An interesting article not without merits but then you come to unquestioned excuses: articles of faith like this-
" As economists well know, the very possibility of tackling inflation rests on relieving the upward pressure on prices by diminishing consumer demand. To do so, the Fed will curtail the purchasing power of most citizens – especially those who have the least."
- Fine theory but the current inflation crisis can't be caused by "increased demand" because there is none, Neither in the US nor the UK: as the very same Guardian points out several times. In fact demand is falling for even the most essential goods:
UK and US consumer confidence hits record low; Britons cut back on food shopping – as it happened
What they all really know but don't want to say is that its Global supply chain inflation caused by the Covid Pandemic, Western (self-)imposed sanctions and in the case of the UK, (again self-imposed) Brexit. Scarcity, increased costs and increased transport fees makes goods expensive and all the above have contributed to that. Over all this we have commodity pumping and price gouging being carried out by every capitalist able to see a good opportunity to blame others and get away with it.
Raising interest rates will do absolutely nothing to reduce inflation caused by supply side scarcity of goods and increased costs. Reduced spending in both the US and UK shows demand is already crippled by inflation itself. Thus contracting peoples income by increasing the actual cost of their debts:"...curtailing their purchasing power" will in fact acerbate the problem and guarantee a far deeper recession.
"Increasing interest rates to control inflation" is the mantra of Neoliberalism: a philosophy in which the only tool they chose to have is the cost-of-money hammer. Consequently, everything else is a nail.
The author certainly points out that it indeed disadvantages the poor, but worse than this is that they will all be suffering to no advantage for most of the wealthy either because it simply won't work.
So what's the game? The only conclusion to be generous, is that capitalist economics is caught up in loop where misapplied dogma is more important than fact. To be less generous, that it is deliberate policy intended to impoverish all of society excepting of course that tiny sector who own and control the money they intend to make more expensive: it's no longer a matter of capitalist economics but exclusively of financiers economics.
Something tells me the capitalism in the west is irreformable ..

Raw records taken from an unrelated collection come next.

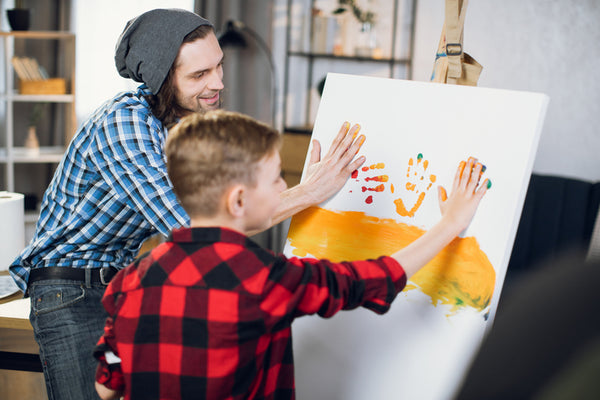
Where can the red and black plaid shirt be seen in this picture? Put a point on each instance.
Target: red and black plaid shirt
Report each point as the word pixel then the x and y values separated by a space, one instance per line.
pixel 207 315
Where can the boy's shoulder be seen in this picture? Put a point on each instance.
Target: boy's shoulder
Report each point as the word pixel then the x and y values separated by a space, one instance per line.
pixel 231 263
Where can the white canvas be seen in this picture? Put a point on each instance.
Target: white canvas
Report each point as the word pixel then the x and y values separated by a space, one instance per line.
pixel 422 347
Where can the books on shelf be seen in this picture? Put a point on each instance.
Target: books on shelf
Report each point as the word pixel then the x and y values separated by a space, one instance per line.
pixel 28 69
pixel 33 78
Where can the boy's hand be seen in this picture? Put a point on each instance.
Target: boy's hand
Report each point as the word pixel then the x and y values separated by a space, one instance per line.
pixel 325 176
pixel 460 207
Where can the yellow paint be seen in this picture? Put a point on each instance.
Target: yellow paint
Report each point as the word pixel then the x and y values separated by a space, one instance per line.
pixel 461 275
pixel 401 209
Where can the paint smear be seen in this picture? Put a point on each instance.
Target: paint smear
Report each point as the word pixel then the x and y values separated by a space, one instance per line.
pixel 460 276
pixel 401 209
pixel 378 188
pixel 380 178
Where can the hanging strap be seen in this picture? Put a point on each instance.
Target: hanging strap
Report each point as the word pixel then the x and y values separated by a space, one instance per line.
pixel 452 64
pixel 455 22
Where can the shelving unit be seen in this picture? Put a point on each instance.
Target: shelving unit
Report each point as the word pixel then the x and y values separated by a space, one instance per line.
pixel 60 122
pixel 305 68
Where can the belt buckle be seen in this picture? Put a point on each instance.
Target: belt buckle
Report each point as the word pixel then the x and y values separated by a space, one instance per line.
pixel 102 279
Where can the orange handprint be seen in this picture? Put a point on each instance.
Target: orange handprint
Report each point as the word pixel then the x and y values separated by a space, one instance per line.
pixel 416 183
pixel 378 178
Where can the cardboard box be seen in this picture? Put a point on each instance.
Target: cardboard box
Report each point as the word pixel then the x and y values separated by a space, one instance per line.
pixel 46 86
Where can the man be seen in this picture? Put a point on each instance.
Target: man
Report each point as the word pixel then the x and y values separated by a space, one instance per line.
pixel 111 190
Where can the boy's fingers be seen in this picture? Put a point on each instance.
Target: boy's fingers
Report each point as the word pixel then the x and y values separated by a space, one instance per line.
pixel 442 194
pixel 339 138
pixel 315 153
pixel 475 175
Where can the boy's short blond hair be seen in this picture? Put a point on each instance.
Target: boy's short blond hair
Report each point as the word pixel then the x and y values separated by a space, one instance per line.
pixel 211 151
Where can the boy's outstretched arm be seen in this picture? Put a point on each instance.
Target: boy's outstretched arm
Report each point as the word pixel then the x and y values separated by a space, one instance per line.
pixel 325 175
pixel 457 211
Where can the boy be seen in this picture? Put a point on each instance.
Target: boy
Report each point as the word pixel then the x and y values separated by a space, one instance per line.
pixel 208 313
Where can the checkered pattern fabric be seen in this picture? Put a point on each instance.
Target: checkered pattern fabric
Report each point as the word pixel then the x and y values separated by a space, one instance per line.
pixel 109 193
pixel 207 315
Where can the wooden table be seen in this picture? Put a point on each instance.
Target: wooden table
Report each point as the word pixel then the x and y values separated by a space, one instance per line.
pixel 18 349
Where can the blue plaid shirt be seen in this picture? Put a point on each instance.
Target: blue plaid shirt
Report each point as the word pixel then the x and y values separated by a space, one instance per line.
pixel 109 193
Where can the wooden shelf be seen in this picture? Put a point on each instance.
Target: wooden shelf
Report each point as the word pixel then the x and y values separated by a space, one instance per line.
pixel 348 58
pixel 50 154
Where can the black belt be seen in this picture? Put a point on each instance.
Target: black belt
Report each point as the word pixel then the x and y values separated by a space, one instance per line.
pixel 98 275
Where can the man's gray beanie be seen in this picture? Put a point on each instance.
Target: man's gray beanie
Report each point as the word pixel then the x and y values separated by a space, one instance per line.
pixel 150 43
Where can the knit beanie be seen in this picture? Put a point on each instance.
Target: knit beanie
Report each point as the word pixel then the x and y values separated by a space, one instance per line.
pixel 150 43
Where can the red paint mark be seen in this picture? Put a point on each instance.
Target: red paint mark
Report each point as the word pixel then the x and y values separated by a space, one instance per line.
pixel 378 188
pixel 380 178
pixel 377 166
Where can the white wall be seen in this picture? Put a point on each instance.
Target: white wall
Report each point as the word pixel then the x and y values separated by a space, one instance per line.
pixel 547 46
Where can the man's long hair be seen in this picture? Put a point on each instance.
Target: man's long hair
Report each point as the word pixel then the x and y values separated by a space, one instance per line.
pixel 164 104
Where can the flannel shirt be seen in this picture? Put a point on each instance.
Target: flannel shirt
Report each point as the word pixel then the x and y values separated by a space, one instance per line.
pixel 109 193
pixel 207 315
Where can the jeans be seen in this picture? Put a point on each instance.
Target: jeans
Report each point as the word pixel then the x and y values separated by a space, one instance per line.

Posted by sinister burt on June 28, 2022, 11:55 am, in reply to "The Economy Stupid..."
Neoliberalism has always had this double layer: some of the bottom feeders/journalists/new labour people may actually believe the lower layer that almost makes it sound like an ideology (the rising tide will raise all the boats etc - they've got a whole list of cliches), and attempt to convince the plebs of it. The actual powerful/thinking ones all know it's the deliberate impoverishment one and always was, even when it was called something else.
I think Mick Lynch and the other RMT bloke (ed Ramsay is it) put it well when they say, wherever it comes from, it's an ideological choice who is going to pay for the inflation, the poor or the rich - the rich own all the opinion formers/farmers so usually 'there is no alternative' to what they want to do. Imagine how popular a labour leader who said that could be (well for a few months, until they can turn them into the baddies) - but it's the old Chomsky/marr formulation: if they did think that, they wouldn't be sitting where they're sitting (ie in the shadow cabinet/nec/etc) - they aint going to make the Corbyn mistake again.